A carefree spirit guided him these days, a wiser cousin to the one he vaguely remembered from his youth when he and Mick had chased girls, drag-raced cars, and stirred up trouble out of sheer boredom, their lives not yet burdened with hard adult choices, and the long-lasting consequences of them. Yet, the freedom he felt now was even better than the fleeting memories of it from back then.

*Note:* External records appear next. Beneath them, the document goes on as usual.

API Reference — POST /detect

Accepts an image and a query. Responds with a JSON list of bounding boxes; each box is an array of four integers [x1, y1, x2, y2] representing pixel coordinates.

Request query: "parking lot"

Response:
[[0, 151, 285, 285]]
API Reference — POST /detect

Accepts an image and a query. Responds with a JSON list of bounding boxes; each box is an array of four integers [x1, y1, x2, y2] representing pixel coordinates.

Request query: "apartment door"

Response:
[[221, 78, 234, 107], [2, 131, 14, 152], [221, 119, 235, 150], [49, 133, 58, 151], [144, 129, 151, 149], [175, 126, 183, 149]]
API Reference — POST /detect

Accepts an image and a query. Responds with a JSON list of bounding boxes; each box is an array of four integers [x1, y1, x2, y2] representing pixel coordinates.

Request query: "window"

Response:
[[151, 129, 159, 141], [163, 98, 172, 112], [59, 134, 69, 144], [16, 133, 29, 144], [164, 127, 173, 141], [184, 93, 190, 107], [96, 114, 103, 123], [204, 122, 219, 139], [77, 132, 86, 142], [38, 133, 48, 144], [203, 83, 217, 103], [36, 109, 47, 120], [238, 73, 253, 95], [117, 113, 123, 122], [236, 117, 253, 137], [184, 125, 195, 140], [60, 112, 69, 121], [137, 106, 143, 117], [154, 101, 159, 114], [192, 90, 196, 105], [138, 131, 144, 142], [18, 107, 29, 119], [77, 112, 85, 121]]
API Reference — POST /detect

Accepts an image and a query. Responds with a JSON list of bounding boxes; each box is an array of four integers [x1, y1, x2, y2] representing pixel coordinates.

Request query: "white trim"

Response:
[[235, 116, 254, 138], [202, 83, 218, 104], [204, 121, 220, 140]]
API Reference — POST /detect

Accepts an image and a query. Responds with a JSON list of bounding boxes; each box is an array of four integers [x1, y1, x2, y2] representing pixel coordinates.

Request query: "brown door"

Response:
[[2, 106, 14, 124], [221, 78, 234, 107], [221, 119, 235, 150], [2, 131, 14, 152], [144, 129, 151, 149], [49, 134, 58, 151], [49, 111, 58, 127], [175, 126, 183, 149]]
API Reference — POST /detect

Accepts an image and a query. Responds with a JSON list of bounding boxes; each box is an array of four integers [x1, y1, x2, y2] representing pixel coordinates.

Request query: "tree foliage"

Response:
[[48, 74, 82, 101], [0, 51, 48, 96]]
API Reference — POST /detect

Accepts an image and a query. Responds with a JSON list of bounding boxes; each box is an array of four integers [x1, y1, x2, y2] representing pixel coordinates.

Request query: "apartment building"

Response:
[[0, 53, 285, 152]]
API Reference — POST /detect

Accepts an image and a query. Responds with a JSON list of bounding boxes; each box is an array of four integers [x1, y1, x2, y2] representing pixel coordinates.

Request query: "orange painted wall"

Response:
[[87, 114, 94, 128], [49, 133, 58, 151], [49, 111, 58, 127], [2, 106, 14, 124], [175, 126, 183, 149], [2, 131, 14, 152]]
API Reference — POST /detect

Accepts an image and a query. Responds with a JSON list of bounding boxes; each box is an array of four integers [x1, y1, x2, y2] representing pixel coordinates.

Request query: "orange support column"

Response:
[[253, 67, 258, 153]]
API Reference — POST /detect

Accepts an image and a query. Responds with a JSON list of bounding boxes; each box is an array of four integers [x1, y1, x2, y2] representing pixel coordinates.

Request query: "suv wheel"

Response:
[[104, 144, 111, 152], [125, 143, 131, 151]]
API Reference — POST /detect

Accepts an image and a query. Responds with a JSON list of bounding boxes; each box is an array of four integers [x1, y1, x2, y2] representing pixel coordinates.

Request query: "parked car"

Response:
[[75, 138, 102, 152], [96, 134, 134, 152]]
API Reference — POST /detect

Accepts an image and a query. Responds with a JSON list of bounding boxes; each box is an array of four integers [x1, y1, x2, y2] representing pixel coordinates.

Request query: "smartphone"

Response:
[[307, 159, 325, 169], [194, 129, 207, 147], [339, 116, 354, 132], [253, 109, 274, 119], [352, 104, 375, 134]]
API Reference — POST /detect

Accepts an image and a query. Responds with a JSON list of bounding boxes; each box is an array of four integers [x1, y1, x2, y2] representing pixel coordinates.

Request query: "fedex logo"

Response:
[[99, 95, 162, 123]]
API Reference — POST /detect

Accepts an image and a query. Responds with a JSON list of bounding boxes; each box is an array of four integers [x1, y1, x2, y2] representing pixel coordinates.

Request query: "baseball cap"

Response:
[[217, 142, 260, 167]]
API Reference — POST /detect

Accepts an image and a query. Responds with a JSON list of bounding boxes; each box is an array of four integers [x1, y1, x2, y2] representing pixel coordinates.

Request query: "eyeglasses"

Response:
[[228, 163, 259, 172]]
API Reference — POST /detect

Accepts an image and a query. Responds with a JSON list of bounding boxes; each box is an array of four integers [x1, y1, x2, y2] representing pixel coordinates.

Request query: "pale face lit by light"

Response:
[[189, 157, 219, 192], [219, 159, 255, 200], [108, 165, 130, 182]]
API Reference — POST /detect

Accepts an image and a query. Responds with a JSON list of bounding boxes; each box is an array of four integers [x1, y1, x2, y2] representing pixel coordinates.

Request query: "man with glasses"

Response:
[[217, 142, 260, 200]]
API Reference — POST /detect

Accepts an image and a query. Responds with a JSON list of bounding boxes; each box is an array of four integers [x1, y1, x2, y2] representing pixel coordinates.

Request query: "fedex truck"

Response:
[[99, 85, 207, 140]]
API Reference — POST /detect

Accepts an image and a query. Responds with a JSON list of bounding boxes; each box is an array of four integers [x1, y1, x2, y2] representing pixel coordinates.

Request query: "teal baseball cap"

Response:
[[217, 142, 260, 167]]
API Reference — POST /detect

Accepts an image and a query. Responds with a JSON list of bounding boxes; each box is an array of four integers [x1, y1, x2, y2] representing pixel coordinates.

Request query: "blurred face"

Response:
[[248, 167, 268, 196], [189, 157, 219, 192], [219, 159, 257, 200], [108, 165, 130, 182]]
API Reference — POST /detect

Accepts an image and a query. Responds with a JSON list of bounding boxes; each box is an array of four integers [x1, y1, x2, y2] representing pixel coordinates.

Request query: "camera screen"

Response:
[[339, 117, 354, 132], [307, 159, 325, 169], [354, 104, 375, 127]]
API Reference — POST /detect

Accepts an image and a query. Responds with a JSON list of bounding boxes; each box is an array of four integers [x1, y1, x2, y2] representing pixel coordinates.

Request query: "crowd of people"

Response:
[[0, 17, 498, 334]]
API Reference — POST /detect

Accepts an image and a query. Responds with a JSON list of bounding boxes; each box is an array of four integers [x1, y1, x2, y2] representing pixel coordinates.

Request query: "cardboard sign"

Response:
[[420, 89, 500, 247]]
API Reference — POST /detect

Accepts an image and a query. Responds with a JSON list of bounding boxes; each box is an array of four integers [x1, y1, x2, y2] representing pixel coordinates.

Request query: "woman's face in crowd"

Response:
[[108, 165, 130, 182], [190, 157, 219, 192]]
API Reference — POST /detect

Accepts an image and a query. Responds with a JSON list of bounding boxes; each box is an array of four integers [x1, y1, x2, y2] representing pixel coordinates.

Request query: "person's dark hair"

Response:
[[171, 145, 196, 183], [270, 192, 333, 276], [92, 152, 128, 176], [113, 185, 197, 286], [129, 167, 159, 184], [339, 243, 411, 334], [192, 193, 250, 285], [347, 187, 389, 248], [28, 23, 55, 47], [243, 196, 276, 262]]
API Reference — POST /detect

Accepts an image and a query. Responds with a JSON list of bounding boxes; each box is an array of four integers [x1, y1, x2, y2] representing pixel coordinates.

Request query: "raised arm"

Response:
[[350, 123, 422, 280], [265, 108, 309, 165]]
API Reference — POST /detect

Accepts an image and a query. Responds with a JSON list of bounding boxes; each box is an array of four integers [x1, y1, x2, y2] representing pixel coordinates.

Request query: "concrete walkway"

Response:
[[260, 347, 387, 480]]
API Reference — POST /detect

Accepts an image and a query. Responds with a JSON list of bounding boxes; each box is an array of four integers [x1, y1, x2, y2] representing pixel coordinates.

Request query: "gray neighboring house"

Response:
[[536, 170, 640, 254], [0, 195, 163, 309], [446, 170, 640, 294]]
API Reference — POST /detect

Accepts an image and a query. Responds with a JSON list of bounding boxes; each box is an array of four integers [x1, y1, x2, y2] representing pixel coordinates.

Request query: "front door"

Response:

He moved his gaze away from the postcard view to rest in an open doorway. Leaning against the doorjamb, he marveled at Shayna, her eyes closed, bikini-clad body stretched across a plush double lounger. Her painted toes wriggled at the tickle of sunlight sneaking under the canopy, fluttering under the caress of a warm Aegean breeze. Breathing in the salty air, he thanked his lucky stars for the woman who freed him. Healed him. The woman who had unchained him from the bottom of a bl
ack abyss, a self-imposed prison, the weight of his past like an ocean pressing down on him. He had been holding his breath down there for so long; it wasn’t until he relented and followed her lead to the surface that he felt the rush of salvation fill his lungs. From redemption, a better man awakened. One who had finally found the road leading home.
A man who at last felt deserving of a happy life, with her.
Picinguaba had changed everything for him. Any question she asked about his past, he answered. Directly. Honestly. In doing so, he quieted the raging demons he had locked inside himself for so long. She made that feat possible by facing his monsters with him, without looking away. Without judgment. Without any sign of disillusionment in her eyes. She had taken his shames and worst acts and loved him just the same. All of him. It was staggering. An unconditional acceptance he had never expected from her, from anyone. A rare gift she would never regret having offered him.
That was his new mission in life.
Glancing over his shoulder at his laptop, colorful images and scores of documents remained open on the screen. He reached back and shut the lid, chuckling to himself. He had not decided yet whether to keep the contents of the digital folder to himself. It would be entertaining to see her reaction to what he had learned. If she reacted at all. Because Shayna Parker was a cool cookie, a resourceful, determined woman, even more so than he had realized. She was his equal in all ways. If he had not appreciated her fortitude before, he certainly did now.
Their life together would be remarkable. It already had been.
Her eyes still closed, one corner of her mouth tipped up a bit. Did she know he was staring at her? Thinking about her? Probably. Over their time together, he had become convinced she was a mind reader. Question answered, eyes still closed, she patted his invitation on the space beside her.
He ambled over, planted his hands on either side of her pedicured feet and began a lazy crawl over her body, his tongue tasting her sweet skin, his lips tugging at the meaningful gem nestled in her navel, his nose inhaling her healing essence—his oxygen. His antidote.
The curl of her fingers under his chin brought his face to hers. “You’ve been awfully busy in there. What have you been doing? Anything I need to know about?”